Sore itu, Gray berkunjung ke rumah Will untuk menyalin materi yang belum sempat ia pelajari sebelumnya. Ibu Will menyambut kedatangan Gray dengan ramah dan membuat Gray nyaman berbicara dengan wanita paruh baya itu. Tepat setelah Ibu Will meninggalkan mereka berdua, Gray tiba-tiba terdiam seolah tengah memikirkan sesuatu.
"Gray? Kenapa diam saja?" Tanya Will kini memperhatikan reaksi Gray yang sedikit berbeda.
"Aku tiba-tiba kepikiran Tuan Collins. Kau tahu Ayahku sangat sensitif kalau aku membicarakan tentang Tuan Collins? Bahkan Ayah melarangku untuk bermain dengan Kenny. Tapi, tentu saja aku mengabaikannya. Mana bisa aku menjauhi Kenny hanya dengan alasan seperti itu." Ucap Gray yang membuat Will sedikit mengernyit.
"Padahal, menurutku Kenny dan Tuan Collins adalah orang yang ramah." Will menundukkan wajahnya dengan reaksinya yang tampak iba.
"Hufft, orang tua memang begitu. Mereka selalu menyangkutkan masalah pribadi dengan anaknya yang gak tahu apa-apa." Gray meneguk sedikit teh hangat yang telah disajikan untuknya.
"Itu gak adil, kan?" Ujar Will yang telah beralih menatap Gray.

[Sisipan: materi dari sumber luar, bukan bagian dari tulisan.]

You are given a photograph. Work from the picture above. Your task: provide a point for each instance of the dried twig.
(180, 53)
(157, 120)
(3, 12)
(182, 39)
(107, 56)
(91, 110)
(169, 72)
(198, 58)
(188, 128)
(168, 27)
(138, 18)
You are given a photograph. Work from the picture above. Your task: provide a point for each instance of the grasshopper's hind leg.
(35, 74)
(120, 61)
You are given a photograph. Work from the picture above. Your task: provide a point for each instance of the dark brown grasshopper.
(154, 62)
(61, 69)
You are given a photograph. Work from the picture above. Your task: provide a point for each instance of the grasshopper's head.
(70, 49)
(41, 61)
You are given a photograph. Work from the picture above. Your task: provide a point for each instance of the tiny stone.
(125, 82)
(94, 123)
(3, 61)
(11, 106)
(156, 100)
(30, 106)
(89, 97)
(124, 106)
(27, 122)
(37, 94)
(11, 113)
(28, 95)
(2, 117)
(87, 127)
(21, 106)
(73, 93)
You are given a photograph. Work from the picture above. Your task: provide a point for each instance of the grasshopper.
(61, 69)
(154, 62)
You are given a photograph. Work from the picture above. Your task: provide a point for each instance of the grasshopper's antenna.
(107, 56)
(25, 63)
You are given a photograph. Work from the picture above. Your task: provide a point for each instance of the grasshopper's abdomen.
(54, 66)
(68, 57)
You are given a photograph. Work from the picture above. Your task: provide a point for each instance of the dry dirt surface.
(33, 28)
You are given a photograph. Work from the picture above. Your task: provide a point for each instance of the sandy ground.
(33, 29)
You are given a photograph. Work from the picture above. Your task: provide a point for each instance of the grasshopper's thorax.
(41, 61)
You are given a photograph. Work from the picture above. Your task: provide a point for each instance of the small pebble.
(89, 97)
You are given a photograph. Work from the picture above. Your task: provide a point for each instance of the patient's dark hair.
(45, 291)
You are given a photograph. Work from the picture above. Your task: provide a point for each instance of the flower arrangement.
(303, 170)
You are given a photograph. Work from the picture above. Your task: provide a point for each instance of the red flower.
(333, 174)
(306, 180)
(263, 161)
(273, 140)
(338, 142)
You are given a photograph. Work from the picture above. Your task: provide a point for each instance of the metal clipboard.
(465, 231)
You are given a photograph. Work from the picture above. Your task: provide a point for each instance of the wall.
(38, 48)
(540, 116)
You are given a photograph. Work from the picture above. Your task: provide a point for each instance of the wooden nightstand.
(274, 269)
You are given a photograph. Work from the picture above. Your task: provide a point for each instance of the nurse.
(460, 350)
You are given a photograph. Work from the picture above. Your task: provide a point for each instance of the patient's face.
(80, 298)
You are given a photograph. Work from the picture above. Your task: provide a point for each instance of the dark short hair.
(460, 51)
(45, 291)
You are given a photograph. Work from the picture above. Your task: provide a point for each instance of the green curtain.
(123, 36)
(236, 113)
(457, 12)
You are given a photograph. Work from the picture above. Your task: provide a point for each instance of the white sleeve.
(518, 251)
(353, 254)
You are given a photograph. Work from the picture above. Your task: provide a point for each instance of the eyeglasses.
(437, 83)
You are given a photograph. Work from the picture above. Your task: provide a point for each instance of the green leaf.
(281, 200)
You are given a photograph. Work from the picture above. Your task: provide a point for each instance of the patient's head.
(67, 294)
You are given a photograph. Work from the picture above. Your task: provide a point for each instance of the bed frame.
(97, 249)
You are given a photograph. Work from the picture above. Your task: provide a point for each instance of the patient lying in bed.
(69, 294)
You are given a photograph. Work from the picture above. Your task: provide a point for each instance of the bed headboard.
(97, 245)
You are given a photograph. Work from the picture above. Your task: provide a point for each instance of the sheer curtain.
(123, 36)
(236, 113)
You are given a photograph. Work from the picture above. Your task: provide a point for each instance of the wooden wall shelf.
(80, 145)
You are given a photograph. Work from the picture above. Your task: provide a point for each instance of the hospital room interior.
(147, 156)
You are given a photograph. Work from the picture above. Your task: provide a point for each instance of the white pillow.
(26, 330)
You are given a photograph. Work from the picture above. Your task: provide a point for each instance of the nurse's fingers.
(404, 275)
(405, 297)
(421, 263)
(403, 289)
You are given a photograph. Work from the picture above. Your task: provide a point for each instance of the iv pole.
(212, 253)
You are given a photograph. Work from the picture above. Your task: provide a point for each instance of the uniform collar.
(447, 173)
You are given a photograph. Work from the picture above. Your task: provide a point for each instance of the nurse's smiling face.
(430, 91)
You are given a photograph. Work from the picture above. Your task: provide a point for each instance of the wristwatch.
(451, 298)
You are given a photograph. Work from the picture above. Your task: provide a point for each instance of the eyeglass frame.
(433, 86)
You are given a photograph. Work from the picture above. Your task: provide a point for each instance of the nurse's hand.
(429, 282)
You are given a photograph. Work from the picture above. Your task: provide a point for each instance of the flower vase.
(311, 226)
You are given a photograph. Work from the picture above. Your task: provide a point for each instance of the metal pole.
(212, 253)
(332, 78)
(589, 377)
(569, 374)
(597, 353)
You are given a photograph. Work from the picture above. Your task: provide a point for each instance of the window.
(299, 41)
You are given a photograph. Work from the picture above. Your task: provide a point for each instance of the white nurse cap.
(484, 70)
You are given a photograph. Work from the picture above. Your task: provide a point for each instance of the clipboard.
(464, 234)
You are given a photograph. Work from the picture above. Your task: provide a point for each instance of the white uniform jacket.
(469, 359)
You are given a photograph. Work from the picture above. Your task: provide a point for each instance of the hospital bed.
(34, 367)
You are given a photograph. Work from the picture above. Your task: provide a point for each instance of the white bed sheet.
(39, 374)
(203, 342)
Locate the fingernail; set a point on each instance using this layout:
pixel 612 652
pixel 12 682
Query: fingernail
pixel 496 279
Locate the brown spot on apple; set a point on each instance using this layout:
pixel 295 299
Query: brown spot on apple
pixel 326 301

Mereka berdua saling pandang sebelum akhirnya melanjutkan kegiatannya untuk menyalin materi. Sebenarnya Gray memang sama sekali tak mengerti kenapa Ayahnya sangat membenci Tuan Collins. Lelaki itu bahkan tak pernah tahu bahwa Tuan Collins dan Ayahnya pernah saling kenal. Haruskah Gray menanyakannya langsung pada Ayahnya?
19:21 PM
Gray telah siap mengenakan kemeja motif gingham berwarna merah berpadu hitam serta jeans panjang berwarna dongker. Segeralah ia mengambil topi hitam miliknya yang masih menggantung di stand hanger. Tepat ketika ia akan membuka knop pintu, sang Ayah tiba-tiba telah berdiri di belakangnya. Gray reflek menengok kebelakang ketika sang Ayah memanggil namanya.
"Kau mau pergi kemana, Gray?" Tanya sang Ayah yang membuat Gray menghela nafas pelan.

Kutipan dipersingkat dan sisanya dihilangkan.